When Wales manager Gary Speed took over the reins as national coach from John Toshack just over eight months ago, he knew he had a massive rebuilding job on his hands. Inheriting a squad completely devoid of confidence and with morale at an all-time low, he admitted changes would not happen overnight.
His initial games in charge produced disappointing results, but, behind the scenes, wheels were in motion to implement a new system which, if successful, would reignite the passion in Welsh football.
With assistant coach Raymond Verheijen by his side, Speed hoped to instil a new methodology both on and off the pitch, which he firmly believes will reap dividends in the long-term and while last month’s friendly defeat to Australia showed there was still plenty of work to do on the pitch, what was evident was a squad of players eager to play and achieve alongside their young manager.
Ahead of Friday’s European Qualifying game against Montenegro, it was a similar story. Almost a full squad of players reported for duty, a far cry from the days of Toshack and his predecessors where withdrawals worryingly became the norm. Speed and Verheijen spoke positively pre-match about their preparations, with Speed citing the need for a more confident, arrogant Wales. Cultivating a winning mentality was seen as key.
Wales started the game nervously against a team ranked by Fifa as 98 places above them, but as the first half progressed, it became apparent that Speed’s philosophy of a more fluid, passing game might actually be coming to fruition.
Against Australia, Wales passed the ball confidently, but worryingly without any real penetration or attacking threat and left Craig Bellamy and Gareth Bale woefully underused on the flanks. Speed said post-match there were lessons to be learned and he certainly set about rectifying his mistakes.
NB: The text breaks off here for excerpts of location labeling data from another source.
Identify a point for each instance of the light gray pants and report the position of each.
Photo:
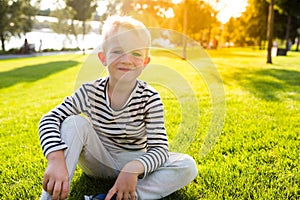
(86, 149)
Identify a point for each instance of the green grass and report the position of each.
(256, 155)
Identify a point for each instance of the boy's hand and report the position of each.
(125, 185)
(56, 178)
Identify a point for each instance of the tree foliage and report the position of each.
(16, 18)
(81, 10)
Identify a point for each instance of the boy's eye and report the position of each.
(136, 54)
(117, 51)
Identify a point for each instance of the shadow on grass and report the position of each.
(33, 72)
(268, 84)
(85, 185)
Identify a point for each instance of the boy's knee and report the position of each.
(74, 121)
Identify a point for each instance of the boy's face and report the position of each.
(125, 55)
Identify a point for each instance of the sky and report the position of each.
(227, 8)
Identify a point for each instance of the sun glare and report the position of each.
(230, 8)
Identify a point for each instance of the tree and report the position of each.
(254, 22)
(16, 18)
(270, 31)
(82, 11)
(289, 11)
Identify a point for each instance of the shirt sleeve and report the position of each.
(49, 126)
(157, 143)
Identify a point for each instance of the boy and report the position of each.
(124, 137)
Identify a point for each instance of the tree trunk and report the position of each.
(184, 30)
(287, 34)
(270, 31)
(2, 42)
(298, 43)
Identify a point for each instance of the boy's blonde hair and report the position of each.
(120, 24)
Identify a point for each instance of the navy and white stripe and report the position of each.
(138, 126)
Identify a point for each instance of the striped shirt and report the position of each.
(138, 126)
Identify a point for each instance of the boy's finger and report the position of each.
(111, 193)
(65, 190)
(56, 190)
(126, 196)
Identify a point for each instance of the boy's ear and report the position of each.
(102, 58)
(147, 60)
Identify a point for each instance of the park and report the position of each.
(255, 152)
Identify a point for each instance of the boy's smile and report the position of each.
(125, 56)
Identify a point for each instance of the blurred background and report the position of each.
(55, 25)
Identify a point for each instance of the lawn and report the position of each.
(256, 155)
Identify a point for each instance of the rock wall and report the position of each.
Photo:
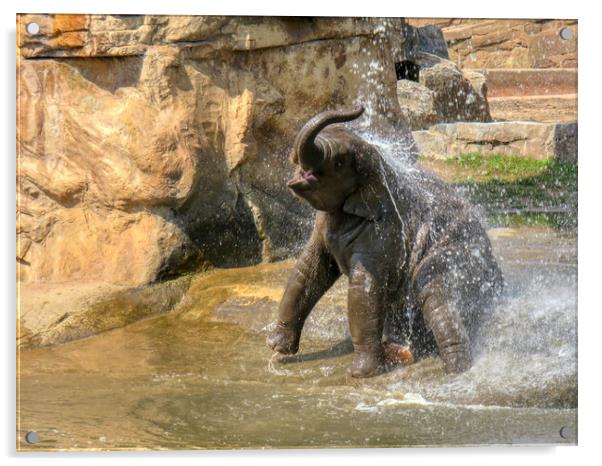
(149, 145)
(507, 43)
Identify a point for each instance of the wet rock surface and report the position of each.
(152, 145)
(444, 94)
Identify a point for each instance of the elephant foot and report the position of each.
(284, 340)
(396, 354)
(367, 364)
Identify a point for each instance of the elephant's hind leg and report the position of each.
(445, 321)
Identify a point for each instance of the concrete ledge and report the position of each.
(528, 81)
(541, 141)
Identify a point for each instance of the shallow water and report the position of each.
(201, 376)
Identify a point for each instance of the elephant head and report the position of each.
(336, 167)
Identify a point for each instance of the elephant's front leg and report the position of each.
(366, 317)
(313, 274)
(447, 325)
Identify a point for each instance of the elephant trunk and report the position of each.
(305, 149)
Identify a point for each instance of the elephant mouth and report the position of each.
(304, 180)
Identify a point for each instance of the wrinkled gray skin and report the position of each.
(419, 262)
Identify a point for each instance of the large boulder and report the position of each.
(444, 94)
(148, 145)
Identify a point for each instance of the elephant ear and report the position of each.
(369, 199)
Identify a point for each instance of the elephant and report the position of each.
(419, 263)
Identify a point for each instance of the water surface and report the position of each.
(202, 378)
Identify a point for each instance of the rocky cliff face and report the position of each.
(148, 145)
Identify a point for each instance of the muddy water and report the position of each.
(201, 376)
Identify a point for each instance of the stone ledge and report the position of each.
(541, 141)
(544, 108)
(529, 81)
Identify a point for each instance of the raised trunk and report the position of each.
(306, 151)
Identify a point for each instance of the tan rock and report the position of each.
(445, 94)
(546, 108)
(507, 43)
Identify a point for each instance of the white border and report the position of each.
(589, 230)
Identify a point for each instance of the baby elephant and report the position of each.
(419, 262)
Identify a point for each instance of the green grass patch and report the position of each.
(544, 191)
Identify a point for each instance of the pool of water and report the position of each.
(201, 377)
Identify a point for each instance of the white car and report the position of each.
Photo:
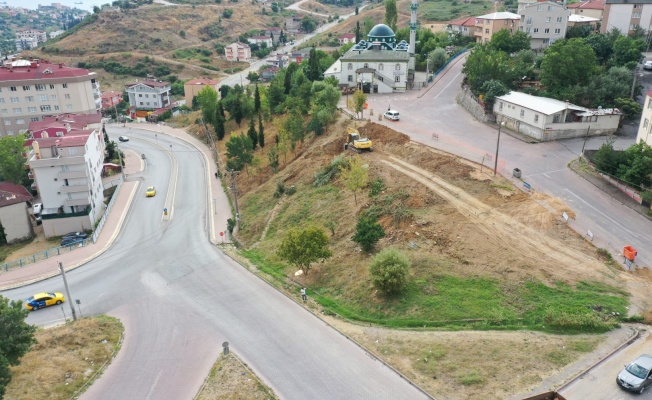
(392, 115)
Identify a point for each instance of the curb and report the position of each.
(367, 351)
(577, 376)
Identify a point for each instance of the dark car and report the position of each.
(637, 376)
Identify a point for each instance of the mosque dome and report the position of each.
(381, 33)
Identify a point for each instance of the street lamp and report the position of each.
(497, 145)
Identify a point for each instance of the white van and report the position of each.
(392, 115)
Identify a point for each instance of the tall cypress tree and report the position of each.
(256, 100)
(253, 135)
(261, 132)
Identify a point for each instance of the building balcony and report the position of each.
(73, 189)
(71, 174)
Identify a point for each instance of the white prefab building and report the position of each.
(547, 119)
(378, 65)
(67, 171)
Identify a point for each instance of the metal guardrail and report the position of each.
(56, 251)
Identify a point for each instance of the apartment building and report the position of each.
(626, 15)
(487, 25)
(67, 173)
(546, 22)
(149, 94)
(31, 90)
(237, 52)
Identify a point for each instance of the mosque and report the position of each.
(378, 64)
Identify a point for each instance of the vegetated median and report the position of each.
(463, 275)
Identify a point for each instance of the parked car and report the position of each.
(392, 115)
(71, 241)
(45, 299)
(637, 376)
(71, 235)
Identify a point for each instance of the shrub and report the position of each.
(389, 271)
(367, 233)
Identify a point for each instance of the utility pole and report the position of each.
(65, 283)
(234, 188)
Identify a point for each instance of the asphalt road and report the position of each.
(180, 298)
(543, 165)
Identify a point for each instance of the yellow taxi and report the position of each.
(44, 299)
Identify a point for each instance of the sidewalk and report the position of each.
(45, 269)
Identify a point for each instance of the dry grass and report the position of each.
(65, 358)
(231, 379)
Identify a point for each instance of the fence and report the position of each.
(56, 251)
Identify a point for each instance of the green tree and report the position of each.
(257, 100)
(359, 100)
(12, 161)
(261, 132)
(253, 135)
(354, 176)
(567, 63)
(389, 271)
(239, 152)
(303, 247)
(367, 233)
(391, 14)
(16, 338)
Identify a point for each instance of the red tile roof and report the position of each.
(470, 21)
(65, 141)
(202, 81)
(40, 70)
(589, 5)
(10, 193)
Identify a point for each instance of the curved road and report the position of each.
(180, 298)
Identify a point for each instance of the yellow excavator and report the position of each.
(356, 143)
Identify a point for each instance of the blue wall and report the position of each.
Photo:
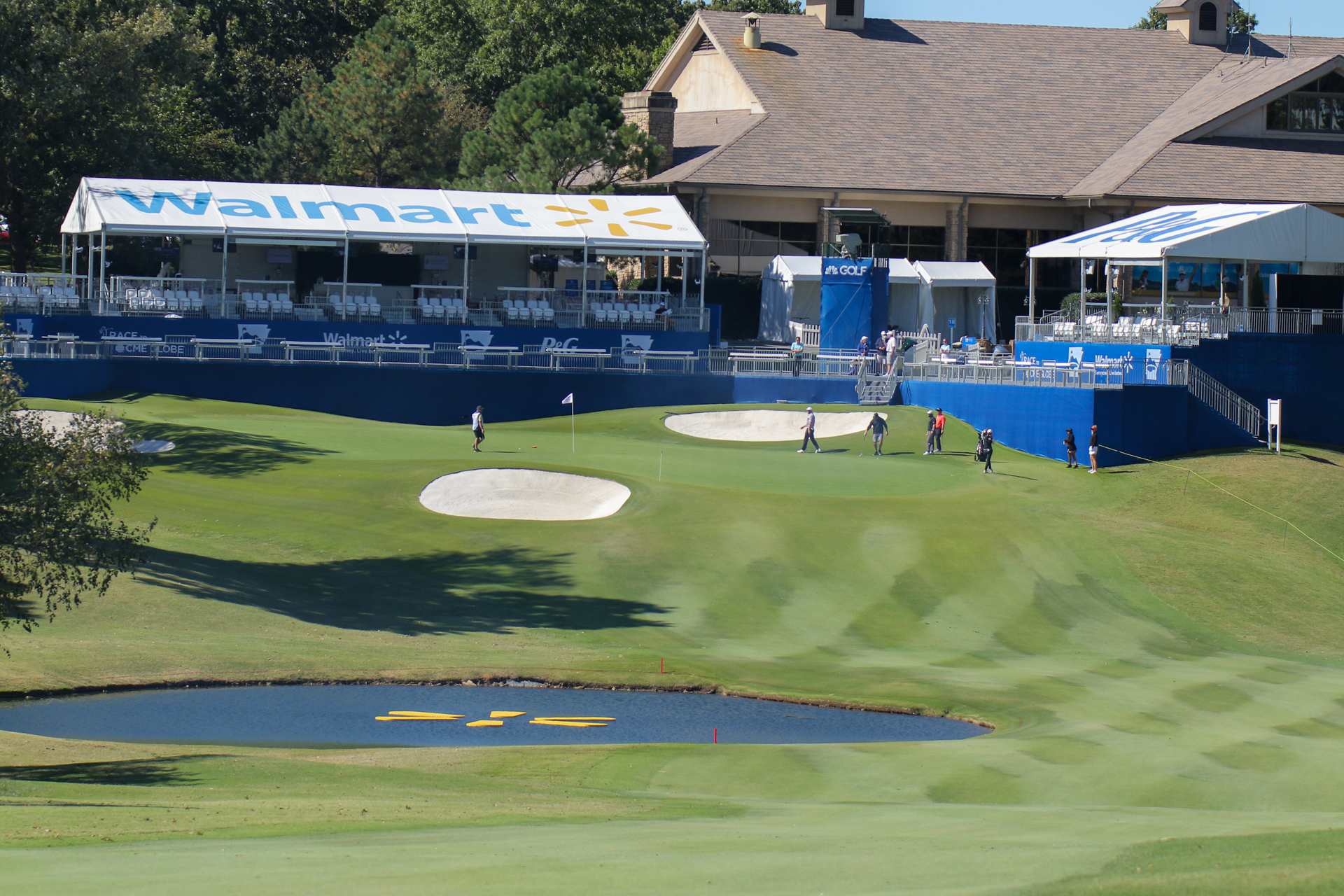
(1306, 371)
(433, 397)
(94, 328)
(1144, 421)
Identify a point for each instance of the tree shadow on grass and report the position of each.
(223, 453)
(447, 593)
(127, 773)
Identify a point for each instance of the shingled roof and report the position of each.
(1003, 111)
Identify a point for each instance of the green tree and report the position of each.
(484, 48)
(379, 121)
(555, 132)
(1242, 22)
(264, 50)
(1154, 20)
(94, 90)
(59, 536)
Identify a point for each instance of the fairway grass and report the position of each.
(1158, 659)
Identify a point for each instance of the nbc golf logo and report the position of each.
(600, 211)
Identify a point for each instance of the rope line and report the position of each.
(1230, 495)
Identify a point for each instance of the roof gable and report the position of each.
(1226, 93)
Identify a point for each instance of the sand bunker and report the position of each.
(153, 447)
(523, 495)
(764, 426)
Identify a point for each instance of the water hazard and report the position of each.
(454, 716)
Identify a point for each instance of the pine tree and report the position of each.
(381, 121)
(556, 132)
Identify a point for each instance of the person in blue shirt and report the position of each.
(879, 431)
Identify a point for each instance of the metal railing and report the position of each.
(1184, 327)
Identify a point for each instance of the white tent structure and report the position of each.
(1215, 232)
(958, 296)
(326, 216)
(790, 290)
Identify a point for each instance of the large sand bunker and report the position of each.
(764, 426)
(523, 495)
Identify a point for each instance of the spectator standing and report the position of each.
(479, 428)
(879, 431)
(809, 431)
(796, 355)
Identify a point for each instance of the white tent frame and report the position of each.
(1222, 232)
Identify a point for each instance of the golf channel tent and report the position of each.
(790, 290)
(958, 298)
(1222, 232)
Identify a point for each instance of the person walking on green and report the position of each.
(479, 428)
(879, 431)
(809, 431)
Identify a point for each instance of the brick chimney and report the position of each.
(654, 112)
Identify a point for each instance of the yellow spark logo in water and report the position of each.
(603, 209)
(496, 719)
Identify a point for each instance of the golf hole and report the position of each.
(765, 426)
(456, 716)
(523, 495)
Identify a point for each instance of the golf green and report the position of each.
(1160, 660)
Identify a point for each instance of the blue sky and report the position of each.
(1316, 18)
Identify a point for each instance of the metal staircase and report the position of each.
(878, 388)
(1225, 400)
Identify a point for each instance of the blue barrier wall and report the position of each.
(94, 328)
(1142, 421)
(1303, 370)
(432, 397)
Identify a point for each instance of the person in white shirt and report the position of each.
(479, 428)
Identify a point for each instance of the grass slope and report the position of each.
(1159, 660)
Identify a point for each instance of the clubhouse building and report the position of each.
(979, 141)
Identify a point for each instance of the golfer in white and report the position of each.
(809, 431)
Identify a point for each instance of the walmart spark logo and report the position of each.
(603, 210)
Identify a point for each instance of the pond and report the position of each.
(473, 716)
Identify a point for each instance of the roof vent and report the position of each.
(752, 35)
(838, 15)
(1199, 20)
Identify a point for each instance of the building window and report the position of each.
(1316, 108)
(734, 241)
(1209, 18)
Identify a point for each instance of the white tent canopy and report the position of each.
(314, 211)
(958, 298)
(790, 290)
(1277, 232)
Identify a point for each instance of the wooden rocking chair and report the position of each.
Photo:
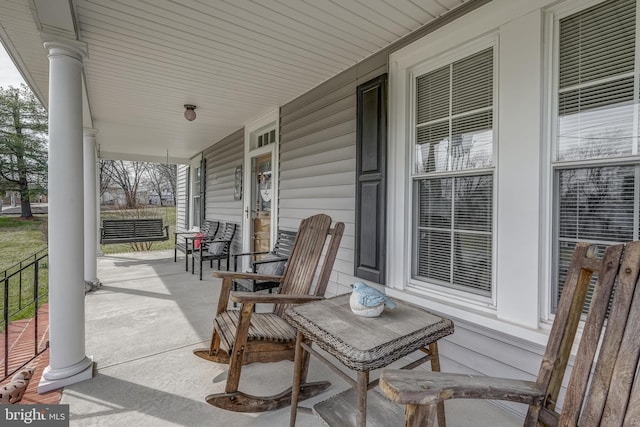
(241, 336)
(606, 362)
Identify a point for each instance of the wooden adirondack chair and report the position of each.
(266, 337)
(604, 386)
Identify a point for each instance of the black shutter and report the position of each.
(187, 201)
(371, 168)
(203, 190)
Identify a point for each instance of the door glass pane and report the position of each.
(262, 197)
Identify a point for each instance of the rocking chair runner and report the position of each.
(241, 336)
(613, 395)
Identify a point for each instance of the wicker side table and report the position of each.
(363, 344)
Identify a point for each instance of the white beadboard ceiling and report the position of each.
(235, 60)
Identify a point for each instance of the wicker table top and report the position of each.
(362, 343)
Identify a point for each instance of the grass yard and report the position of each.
(22, 238)
(19, 239)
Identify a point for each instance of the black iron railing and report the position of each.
(24, 290)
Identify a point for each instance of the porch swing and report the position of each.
(139, 232)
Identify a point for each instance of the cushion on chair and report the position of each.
(217, 248)
(275, 268)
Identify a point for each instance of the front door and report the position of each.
(260, 198)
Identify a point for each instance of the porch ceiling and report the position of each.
(236, 60)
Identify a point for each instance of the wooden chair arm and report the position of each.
(182, 232)
(258, 298)
(267, 261)
(242, 275)
(250, 253)
(419, 387)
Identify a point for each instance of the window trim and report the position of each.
(553, 165)
(400, 243)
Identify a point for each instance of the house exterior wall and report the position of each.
(506, 334)
(221, 161)
(317, 159)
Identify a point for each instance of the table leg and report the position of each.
(435, 367)
(361, 395)
(297, 379)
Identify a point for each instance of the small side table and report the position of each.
(363, 344)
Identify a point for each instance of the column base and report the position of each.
(46, 385)
(92, 285)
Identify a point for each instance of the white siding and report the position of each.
(317, 159)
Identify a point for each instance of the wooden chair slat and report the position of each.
(627, 278)
(604, 386)
(626, 364)
(590, 337)
(242, 336)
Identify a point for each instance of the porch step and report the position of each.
(21, 348)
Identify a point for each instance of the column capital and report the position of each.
(60, 45)
(89, 132)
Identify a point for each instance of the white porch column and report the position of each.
(90, 210)
(68, 363)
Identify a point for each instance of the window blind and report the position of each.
(454, 209)
(596, 82)
(596, 120)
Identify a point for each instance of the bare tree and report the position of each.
(170, 175)
(106, 167)
(156, 179)
(127, 175)
(23, 145)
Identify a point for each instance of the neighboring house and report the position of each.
(509, 135)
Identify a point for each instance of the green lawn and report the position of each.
(22, 238)
(19, 239)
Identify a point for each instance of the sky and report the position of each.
(9, 75)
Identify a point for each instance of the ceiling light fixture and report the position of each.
(189, 112)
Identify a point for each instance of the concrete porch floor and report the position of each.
(141, 328)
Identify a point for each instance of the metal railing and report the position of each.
(24, 290)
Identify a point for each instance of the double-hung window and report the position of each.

This was a more assertive, more forceful Wales, confident in the belief that attack is the best form of defence. Bellamy and Bale terrorised the Montenegro back line, pressing forward at every opportunity and were supported magnificently by their midfield counterparts in David Vaughan, Joe Ledley and Aaron Ramsey. Steve Morison provided a more effective target man in the lone striker mould than Robert Earnshaw and it was only a matter of time before they made the breakthrough. Excellent persistence from Vaughan saw him breach the Montenegro defence, before unleashing a prefect cross which proved too awkward for the keeper to hold, allowing Morison to sneak in and slot home his first goal for his country.
It was exactly the confidence boost Wales needed and provided the catalyst for a dazzling end to the first half. Playing with a new-found freedom, they dominated possession and were unlucky not to further enhance their lead. Bale, who was in scintillating form throughout, produced the game’s best effort after half an hour, unleashing a fierce shot from over 25 yards out, which was just tipped over the bar by the keeper.
In fact, the only blight on the first half was the bookings for Bellamy and Vaughan, with Bellamy’s the softest of the night, meaning the pair will miss Tuesday’s game against England at Wembley.
Five minutes after the restart, Wales doubled their lead, with Bale once again running rings around the Montenegro defence before delivering a perfect cross, enabling Ramsey to slot home with a cool finish. There was a discernible increase in confidence, with perhaps the most telling sign the beaming smiles on every face as the team returned to the pitch after the break. This was a squad galvanised, with a belief in a system that in the long-term will reap rewards.
As the second half wore on, some tiredness crept in and after Ramsey’s withdrawal after 64 minutes, the team were guilty of sitting too deep and inviting pressure from the opposition. Sure enough, with 71 minutes on the clock, Montenegro took advantage of some tired legs in the Welsh defence and pulled a goal back through Stevan Jovetic.
It resulted in a nervy few moments for Wales fans, who wondered if all the earlier good work would be undone in the final moments of the match, but this is where Speed’s revolution has really started to pay dividends. Rather than capitulate, Wales’ response to conceding the goal was to come out fighting once again.
Within this squad, what is immediately apparent is a desire to achieve collectively. There are no egos, despite the obvious talent at Speed’s disposal. This is a squad who genuinely believes in the manager and each other. On the pitch, this was evident in the last-ditch tackles from Andrew Crofts and Darcy Blake, throwing their bodies in the way of shots; in Swansea City club team mates Ashley Williams and Neil Taylor, who had an exceptional game at left back, covering each other in defence when needed, and in Craig Bellamy, frequently seen tracking back and making vital interceptions at every opportunity.
Speed has ensured the feel-good factor has returned to Wales. There is still plenty of work to be done but the future at last looks positive. There will be peaks and troughs along the way but fans can feel confident that finally, the team appears to be on the right track.
In some ways, the result against England at Wembley on Tuesday night is irrelevant. Of course, a win would be sensational, but at this point, it’s the performance and progression as a squad that is key.
Speed certainly appears to be moving things in the right direction.